Aérer la maison est donc un impératif de santé. En ouvrant la fenêtre, on gagne en bien-être sans perte d’énergie importante dans le logement : on obtient une sensation de fraîcheur rapide, alors que les murs intérieurs, par inertie thermique, gardent l’essentiel de leur chaleur.

Informations et règlementations confuses

A partir de ces éléments, comment s’informer ? Comment la réglementation s’applique-t-elle ? Avec quelles exigences de qualité ? Pour la qualité de la construction, un premier écueil apparaît : il existe des critères de performances sanitaires, mais ni vérification obligatoire ni information rigoureuse, hormis pour les matériaux en contact avec l’eau courante. « Dans les avis techniques, la santé est peu prise en compte », se désole Frédéric Leconte ; « il est très difficile d’obtenir des fiches techniques détaillées », renchérit Odile Massot. De ce point de vue, l’architecte précise en revanche que la démarche HQE intègre des données sanitaires, et que cette certification comprend des fiches de données claires sur la radioactivité, les champignons, les bactéries…

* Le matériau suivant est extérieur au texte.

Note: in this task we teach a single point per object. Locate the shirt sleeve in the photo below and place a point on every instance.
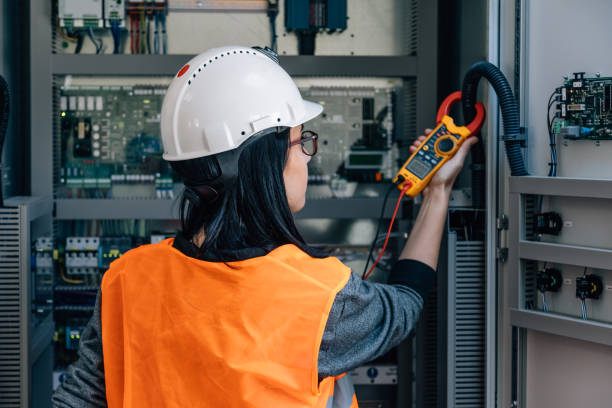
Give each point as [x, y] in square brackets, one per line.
[84, 386]
[368, 319]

Quant aux règlementations, on peut se réjouir qu’elles deviennent de plus en plus exigeantes sur les questions de santé – environnement. Sur les particules fines par exemple, une directive européenne et des mesures nationales sont attendues. Mais les réglementations diverses souffrent d’un manque d’harmonisation, et parfois de réalisme évident. Odile Massot donne l’exemple des formaldéhydes (COV présent dans les fumées de tabac, bougie, cheminée à foyer ouvert…) : L’OMS recommande un maximum de 100 g/m3, l’Union Européenne de 30 g/m3… Et la France exige un maximum de 10 g/m3, or dit-elle, « aucun industriel n’est à ce niveau, on ne sait pas faire, la norme est trop exigeante ! ».

Des clients perplexes

Difficile de s’y retrouver donc, les clients profitent du débat pour explorer le sujet. L’un d’entre eux s’interroge sur la maison saine en terme d’inertie thermique, c’est-à-dire la capacité des murs à emmagasiner la chaleur et à la restituer ensuite. Là-dessus, pour Frédéric Leconte, on s’est lourdement trompé en privilégiant longtemps l’isolation à l’intérieur par des matériaux inadaptés : « pour une maison saine, il faut privilégier l’isolation par l’extérieur, par exemple à base de terre crue ou de terre cuite ».
Des questions émergent aussi sur les vitrages : « le verre, matériau sain ? ». « Matériau neutre et non polluant », rassure Frédéric Lévy, le directeur du magasin. Un participant souhaite ouvrir une grande baie vitrée en façade sud de sa maison et s’interroge sur l’argon, un gaz utilisé en double vitrage (entre les deux vitres) pour atténuer les échanges de chaleur entre l’intérieur et l’extérieur. L’architecte apporte une réponse précise : « l’argon peut être utile mais seulement en façade nord, pour mieux isoler. Pour le reste, j’utilise plutôt du verre faiblement émissif. Et il faut surtout raisonner en terme de protection solaire, avec des stores extérieurs, des avancées de toiture… ».
Quant à la climatisation, elle est sujette à débat. Du point de vue sanitaire, elle peut être dotée de filtres (à pollens, à odeurs…). Oui mais « c’est de la surconsommation d’énergie, alors qu’il faut privilégier inertie thermique et protection solaire », reprend Frédéric Leconte ; « attention à être très scrupuleux sur l’entretien », renchérit Odile Massot, qui évoque l’hypothèse d’une interdiction à terme de la climatisation dans l’habitat individuel.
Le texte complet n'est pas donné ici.